Abstract
Most of the commercially available microelectromechanical system (MEMS) gyroscopes for consumer electronics are based on the vibratory concept [1-3], in which case the rotary rate is detected through the so-called Coriolis effect. The Coriolis effect is intuitively illustrated in Figure 8.1. A plate with an ideal smooth surface is rotating at a rate Ω, with respect to an inertial frame of reference, for example, the Earth, and a particle A starts to move toward point B at t 0 with a constant velocity v, whose direction points from A to B (Figure 8.1a). The plate is referred to as a rotating frame of reference. In the inertial frame of reference, since the surface has no frictions, the particle will move straightly with a constant velocity until it arrives at the other side of the plate at t0 + Δt (Figure 8.1b). However, observed from point B, which is static in the rotating frame of reference, the trajectory of the particle is curved, as shown in Figure 8.1c, as there is an extra force applied on the particle. This effect is called the Coriolis effect.

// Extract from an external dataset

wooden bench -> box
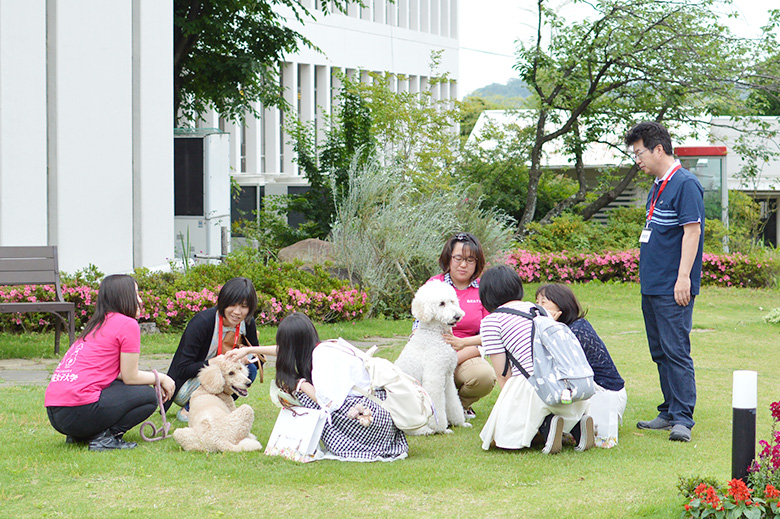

Consequently, the extra force is called the Coriolis force and the acceleration caused by the Coriolis force is called the Coriolis acceleration. In this chapter, the output signal of an MEMS gyroscope due to the Coriolis effect is generally called the Coriolis signal. Figure 8.1 The trajectories of a moving particle in an inertial frame of reference and a rotating frame of reference: (a) t = t 0; (b) t = t 0 + Δt; and (c) observed from B.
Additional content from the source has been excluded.